Soruda geçen sözün yanlış yorumu ise şu şekildedir:

“Gerçek hayır Allah’ın insan için seçtiğidir.” ifadesinde Allah-u Teala’nın kulları için tek tek iyi ve güzel bir şeyleri seçiyormuş anlamı vardır. Yani Allah-u Teala her kul için, her zaman, her durumda bir şeyler seçmektedir ve başımıza gelen büyük-küçük, önemli-önemsiz her şey Allah-u Teala’nın hoşnut olarak, bizim için optimize ederek seçtiği şeylermiş gibi bir düşünce söz konusu. Bu ise çok da makul bir düşünce değildir. Olan ve biten şeyler evet, Allah-u Teala’nın hikmeti, kudreti ve koyduğu kurallar-kanunlar çerçevesinde yaratılmıştır ancak bazen de bizim ihmalimiz veya hatalarımız sonucu başımıza gelen şeyi hak ettiğimiz için yaratılmıştır.
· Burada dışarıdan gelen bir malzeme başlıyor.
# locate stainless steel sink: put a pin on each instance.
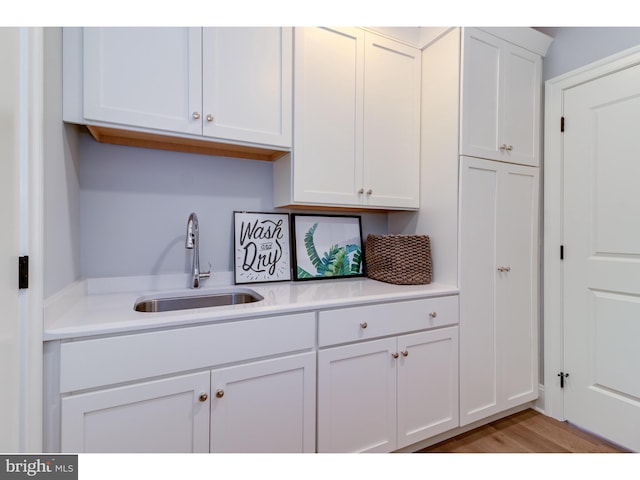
(187, 302)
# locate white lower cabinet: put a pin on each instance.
(265, 407)
(168, 415)
(383, 395)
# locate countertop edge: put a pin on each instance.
(76, 313)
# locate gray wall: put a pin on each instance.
(118, 211)
(135, 203)
(61, 194)
(574, 47)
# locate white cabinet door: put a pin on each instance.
(144, 77)
(501, 88)
(391, 124)
(264, 407)
(169, 415)
(247, 77)
(328, 98)
(427, 384)
(357, 397)
(356, 115)
(498, 287)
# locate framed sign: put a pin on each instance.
(261, 247)
(327, 246)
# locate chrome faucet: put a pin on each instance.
(193, 243)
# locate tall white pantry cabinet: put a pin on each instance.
(480, 153)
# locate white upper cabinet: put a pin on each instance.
(144, 77)
(224, 84)
(501, 85)
(391, 123)
(356, 117)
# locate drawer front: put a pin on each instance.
(104, 361)
(361, 323)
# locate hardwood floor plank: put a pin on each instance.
(525, 432)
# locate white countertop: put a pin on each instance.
(83, 310)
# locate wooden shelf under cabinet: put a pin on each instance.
(131, 138)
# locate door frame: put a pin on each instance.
(30, 206)
(553, 168)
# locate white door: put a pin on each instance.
(602, 256)
(146, 77)
(264, 407)
(246, 87)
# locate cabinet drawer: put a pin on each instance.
(371, 321)
(105, 361)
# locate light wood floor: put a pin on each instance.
(525, 432)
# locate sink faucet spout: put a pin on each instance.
(192, 242)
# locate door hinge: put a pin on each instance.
(23, 272)
(562, 376)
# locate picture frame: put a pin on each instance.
(261, 247)
(326, 246)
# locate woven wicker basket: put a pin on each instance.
(399, 259)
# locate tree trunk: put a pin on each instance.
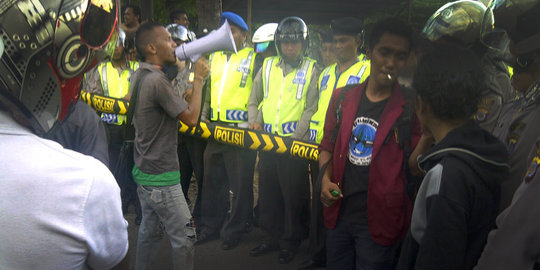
(209, 13)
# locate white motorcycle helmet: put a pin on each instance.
(263, 37)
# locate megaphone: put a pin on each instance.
(219, 40)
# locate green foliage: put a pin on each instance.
(420, 12)
(162, 8)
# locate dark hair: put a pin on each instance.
(144, 36)
(450, 79)
(136, 10)
(175, 13)
(392, 26)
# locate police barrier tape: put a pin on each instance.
(241, 137)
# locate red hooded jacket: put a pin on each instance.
(388, 206)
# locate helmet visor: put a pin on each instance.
(262, 47)
(99, 23)
(491, 36)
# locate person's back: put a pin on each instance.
(457, 202)
(58, 209)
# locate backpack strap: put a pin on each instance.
(403, 133)
(339, 112)
(129, 130)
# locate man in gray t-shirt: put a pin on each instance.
(156, 171)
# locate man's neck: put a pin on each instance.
(342, 66)
(153, 61)
(441, 129)
(119, 63)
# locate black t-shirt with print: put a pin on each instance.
(356, 174)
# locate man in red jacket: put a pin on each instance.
(368, 134)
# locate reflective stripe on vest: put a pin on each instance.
(116, 86)
(328, 82)
(285, 95)
(231, 81)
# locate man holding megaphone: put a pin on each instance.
(227, 167)
(156, 108)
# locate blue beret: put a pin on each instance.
(234, 19)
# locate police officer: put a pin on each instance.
(263, 43)
(286, 87)
(514, 245)
(459, 23)
(112, 79)
(349, 70)
(518, 123)
(228, 167)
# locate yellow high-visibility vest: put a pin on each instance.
(115, 86)
(284, 96)
(231, 81)
(329, 80)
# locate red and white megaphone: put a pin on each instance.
(219, 40)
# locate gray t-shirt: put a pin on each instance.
(156, 130)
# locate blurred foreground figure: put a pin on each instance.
(58, 209)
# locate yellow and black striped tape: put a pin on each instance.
(241, 137)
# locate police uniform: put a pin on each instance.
(228, 167)
(518, 129)
(287, 97)
(329, 80)
(190, 149)
(499, 92)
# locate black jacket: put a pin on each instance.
(457, 203)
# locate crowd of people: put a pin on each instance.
(428, 150)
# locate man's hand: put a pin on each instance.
(187, 94)
(327, 188)
(201, 68)
(255, 126)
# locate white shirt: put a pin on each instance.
(58, 209)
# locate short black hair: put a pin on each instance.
(136, 10)
(326, 37)
(175, 13)
(392, 26)
(145, 36)
(450, 79)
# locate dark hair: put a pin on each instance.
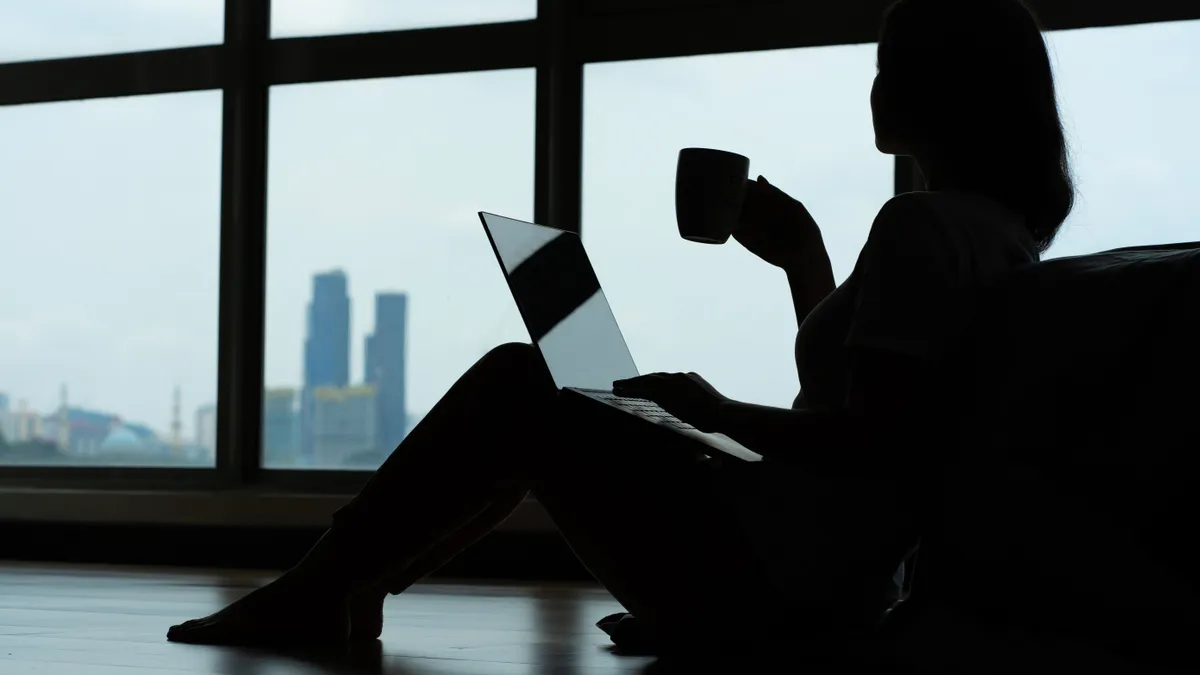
(970, 81)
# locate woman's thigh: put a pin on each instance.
(643, 511)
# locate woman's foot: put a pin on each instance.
(281, 614)
(366, 614)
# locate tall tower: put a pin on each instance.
(327, 350)
(384, 368)
(64, 419)
(177, 426)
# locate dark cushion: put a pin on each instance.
(1089, 368)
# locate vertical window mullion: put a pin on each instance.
(558, 181)
(243, 240)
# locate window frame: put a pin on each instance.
(565, 36)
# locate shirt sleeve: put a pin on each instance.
(912, 281)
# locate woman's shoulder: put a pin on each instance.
(909, 221)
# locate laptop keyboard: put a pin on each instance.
(641, 407)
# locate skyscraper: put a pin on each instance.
(384, 365)
(327, 348)
(207, 428)
(280, 426)
(343, 424)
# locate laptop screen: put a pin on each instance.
(559, 298)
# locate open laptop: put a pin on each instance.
(571, 324)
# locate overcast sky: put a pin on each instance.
(109, 209)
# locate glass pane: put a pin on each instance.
(292, 18)
(803, 118)
(108, 332)
(382, 286)
(1131, 103)
(52, 29)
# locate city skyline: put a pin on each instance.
(114, 207)
(328, 350)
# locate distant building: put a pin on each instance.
(85, 430)
(343, 423)
(327, 348)
(7, 422)
(207, 429)
(281, 428)
(384, 368)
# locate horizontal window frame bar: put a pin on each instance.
(251, 507)
(166, 71)
(199, 478)
(109, 477)
(678, 29)
(373, 55)
(666, 31)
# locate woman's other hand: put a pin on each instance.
(685, 395)
(778, 228)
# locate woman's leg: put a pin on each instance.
(455, 467)
(637, 507)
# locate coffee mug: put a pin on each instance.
(711, 186)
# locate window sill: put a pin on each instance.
(223, 508)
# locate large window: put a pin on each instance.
(52, 29)
(108, 317)
(1131, 101)
(803, 118)
(382, 287)
(186, 225)
(324, 17)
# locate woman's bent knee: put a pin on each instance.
(517, 366)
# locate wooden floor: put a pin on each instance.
(97, 621)
(73, 620)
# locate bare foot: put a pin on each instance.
(280, 614)
(366, 614)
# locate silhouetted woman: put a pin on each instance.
(809, 539)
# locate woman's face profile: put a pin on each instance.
(883, 119)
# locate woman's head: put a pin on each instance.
(966, 88)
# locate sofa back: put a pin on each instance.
(1089, 368)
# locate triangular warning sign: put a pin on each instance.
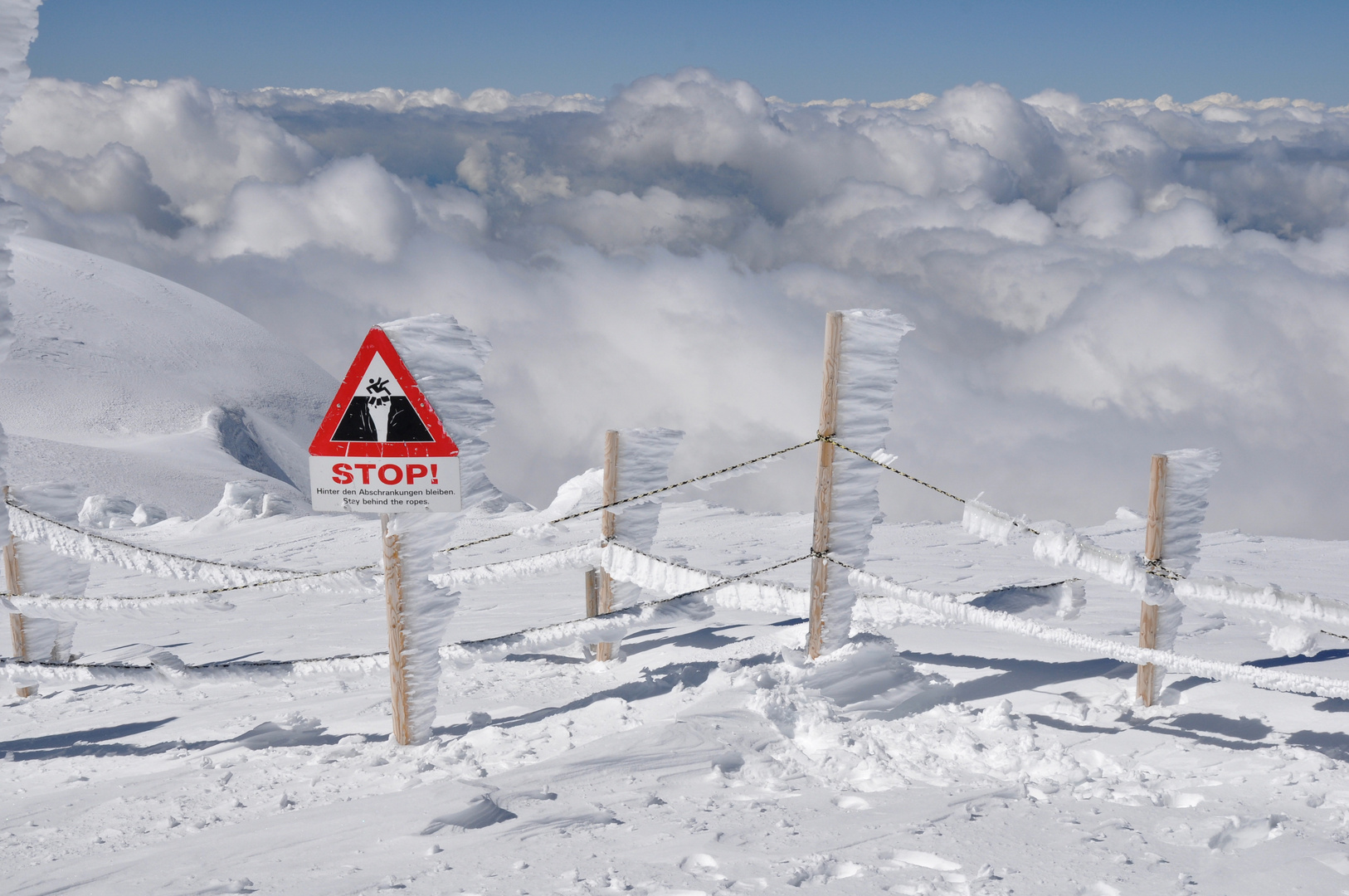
(379, 411)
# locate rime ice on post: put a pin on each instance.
(412, 401)
(640, 462)
(447, 362)
(1172, 540)
(862, 370)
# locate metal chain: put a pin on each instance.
(645, 494)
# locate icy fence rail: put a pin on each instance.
(709, 592)
(1060, 547)
(80, 544)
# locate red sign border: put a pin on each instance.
(323, 446)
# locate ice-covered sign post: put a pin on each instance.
(401, 439)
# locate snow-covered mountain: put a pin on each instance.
(126, 383)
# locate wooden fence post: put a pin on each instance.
(1152, 551)
(825, 480)
(17, 639)
(609, 523)
(397, 635)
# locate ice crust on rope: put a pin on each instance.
(544, 564)
(970, 614)
(1189, 474)
(984, 521)
(1294, 618)
(869, 370)
(1060, 545)
(447, 362)
(88, 547)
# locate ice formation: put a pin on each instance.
(426, 611)
(644, 462)
(86, 547)
(869, 370)
(986, 523)
(1189, 473)
(447, 362)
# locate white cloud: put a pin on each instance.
(1090, 282)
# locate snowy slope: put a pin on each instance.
(926, 758)
(122, 382)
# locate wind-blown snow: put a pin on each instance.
(127, 385)
(447, 362)
(644, 462)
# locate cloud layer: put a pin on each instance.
(1090, 282)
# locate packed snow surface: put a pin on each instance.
(149, 390)
(942, 751)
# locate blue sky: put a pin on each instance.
(795, 50)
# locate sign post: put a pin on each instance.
(381, 448)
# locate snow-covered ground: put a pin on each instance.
(713, 757)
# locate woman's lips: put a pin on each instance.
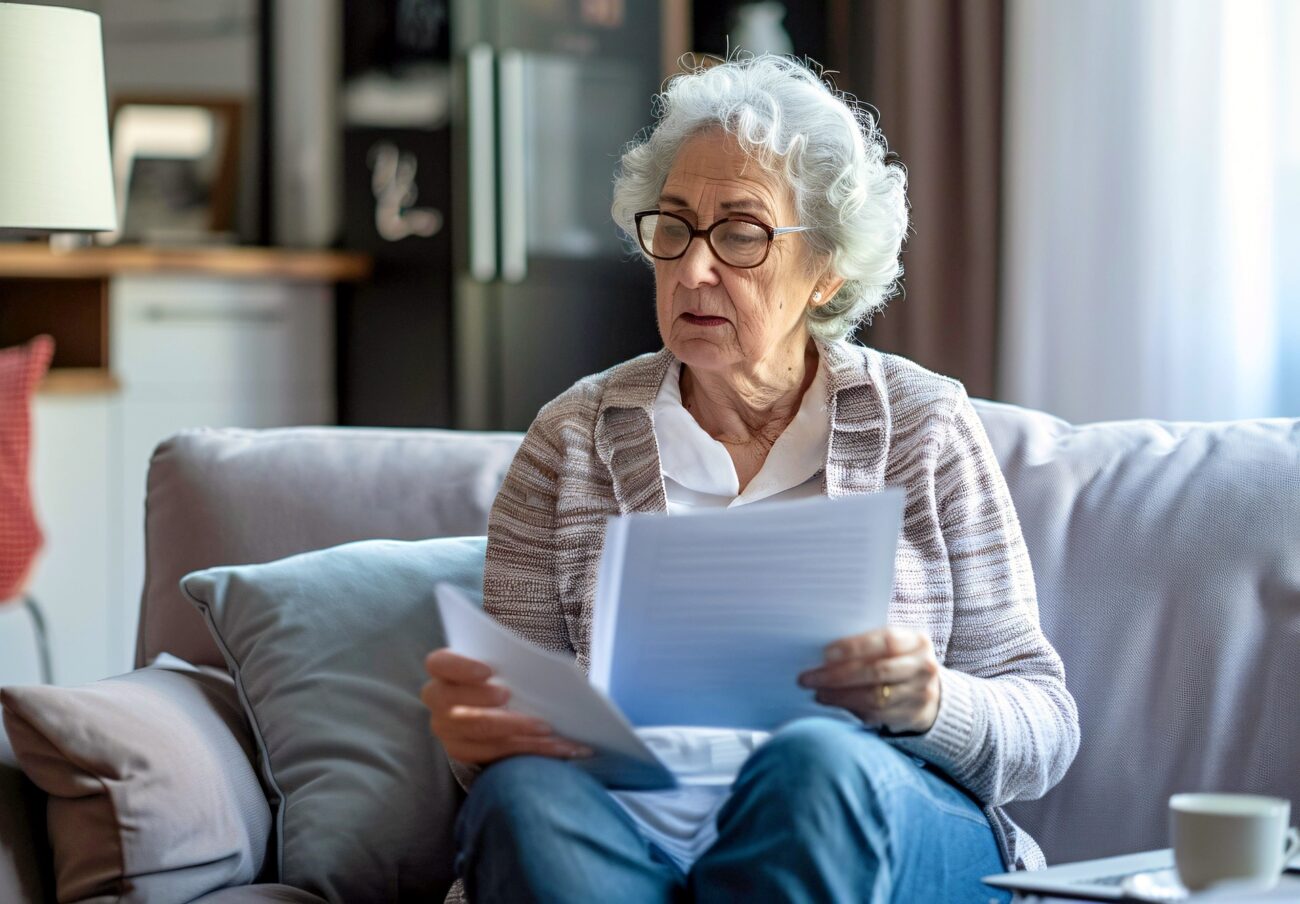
(702, 319)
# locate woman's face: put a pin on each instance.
(714, 316)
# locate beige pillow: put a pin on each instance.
(152, 791)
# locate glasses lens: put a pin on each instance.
(740, 243)
(664, 236)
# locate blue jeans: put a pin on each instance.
(822, 812)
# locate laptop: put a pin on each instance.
(1108, 879)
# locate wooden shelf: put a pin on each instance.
(78, 381)
(38, 262)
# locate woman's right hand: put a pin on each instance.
(469, 718)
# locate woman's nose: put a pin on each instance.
(698, 267)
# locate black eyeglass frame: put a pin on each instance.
(707, 234)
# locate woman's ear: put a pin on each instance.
(824, 290)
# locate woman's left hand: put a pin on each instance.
(888, 677)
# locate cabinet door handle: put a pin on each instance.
(482, 163)
(157, 314)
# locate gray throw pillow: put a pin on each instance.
(326, 651)
(152, 791)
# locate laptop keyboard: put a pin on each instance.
(1108, 879)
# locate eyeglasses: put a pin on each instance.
(736, 241)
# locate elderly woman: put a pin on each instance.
(774, 223)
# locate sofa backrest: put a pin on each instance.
(1168, 567)
(239, 497)
(1166, 556)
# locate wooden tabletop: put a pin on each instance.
(37, 260)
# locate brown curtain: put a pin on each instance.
(934, 69)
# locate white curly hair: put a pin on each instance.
(820, 141)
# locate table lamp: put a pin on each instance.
(55, 172)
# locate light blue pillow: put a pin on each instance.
(326, 651)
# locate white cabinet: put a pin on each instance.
(187, 351)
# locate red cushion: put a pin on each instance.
(21, 371)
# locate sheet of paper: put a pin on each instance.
(554, 690)
(707, 619)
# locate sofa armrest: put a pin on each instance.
(26, 868)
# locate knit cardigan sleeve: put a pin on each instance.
(520, 587)
(1006, 729)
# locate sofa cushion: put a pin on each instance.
(1168, 567)
(152, 791)
(328, 654)
(235, 497)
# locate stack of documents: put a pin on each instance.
(701, 619)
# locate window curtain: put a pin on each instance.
(1151, 220)
(934, 69)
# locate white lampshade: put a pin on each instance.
(55, 171)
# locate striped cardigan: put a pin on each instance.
(1006, 727)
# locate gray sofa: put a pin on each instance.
(1166, 556)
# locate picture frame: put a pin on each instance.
(174, 168)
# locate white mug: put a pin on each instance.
(1242, 838)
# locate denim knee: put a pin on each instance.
(823, 748)
(516, 794)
Bu manada bizzat gerçekleşmiş her şeye karşı aşırı duygusal yük taşımadan bakmamız gerektiği doğrudur ancak diğer taraftan bunların bazılarını değiştirmeye çalışmamız da gerekmektedir.    

 

Yani bir şeyin olmuş olması Allah-u Teala'nın onun öyle kalmaya devam etmesini istediği anlamına gelmez. Buna en iyi örnek hastalıklar olabilir. Evet, hastalığı Allah yaratmıştır ama bir insan Allah-u Teala’nın kendisi için hastalığı yarattığını, demek ki hayırlısının bu olduğunu düşünür ve hastalığına şifa aramazsa hata etmiş olacaktır. Efendimiz (sav) açıkça “Allah Teala hastalığı da ilacı da indirmiştir ve her hastalığa bir ilaç var etmiştir. Öyleyse tedavi olun. Ancak haram olan şeyle tedavi olmayın."(3) buyurmuştur. İlgili Kur’an ayetlerinden de aynı sonuç rahatlıkla çıkarılabilir. Ancak bütün çabalara rağmen tedavi gerçekleşmiyor ise ancak o zaman sebepler planında yapacak bir şey yok demektir ve bu durumda gönlü sakin tutmak için böyle bir düşünce makul sayılabilir. 

 

Ancak: İnsanlar genel olarak stres, gerginlik, anksiyete, tembellik, kibir, istişare etmemek, kendi bildiğini okumak, çaba göstermekten kaçınmak ve benzeri nedenlerin sonucunda gerçekleşen durumlar karşısında “Demek ki Allah’ın takdiri böyleymiş, Allah bizim için bunu seçmiş, o halde bu durumdan razı olalım.” şeklinde bir savunma geliştirebilmektedirler. Bunun tarihteki en zirve örneği Emevilerin kendi zulümlerinin sorumluluğunu kadere yüklemeleri, “Bizim idaremiz Allah’ın takdiridir, bu kan akıtmalar ve zulümler de Allah’ın takdiridir, o halde razı olun ve itaat edin.” anlamına gelecek propagandada bulunmalarıdır. Bu elbette ki doğru bir anlayış değildir. Evet, Allah’ın insanlar için koyduğu kanunlar çerçevesinde; yani savaş gücü, siyasi güç, kabilelerin baskı gücü, maddi güç gibi yollarla Emeviler iktidara gelmiş olabilirler ve bu durum son tahlilde Allah-u Teala’nın takdiri ve yaratması ile olmuştur. Fakat bu durum onların yaptıkları zulümlerin meşru olduğunu göstermez. Aynı şekilde insanların bireysel olarak başlarına gelen her şeyden Allah’ın razı ve hoşnut olduğunu düşünmeleri de doğru değildir. 

 



 

1 ) Darimi, Eşribe, 6.

2 ) Zümer, 7.

3 ) Buhari, Tıp, 1; Ebu Davud, Tıp, 1-11.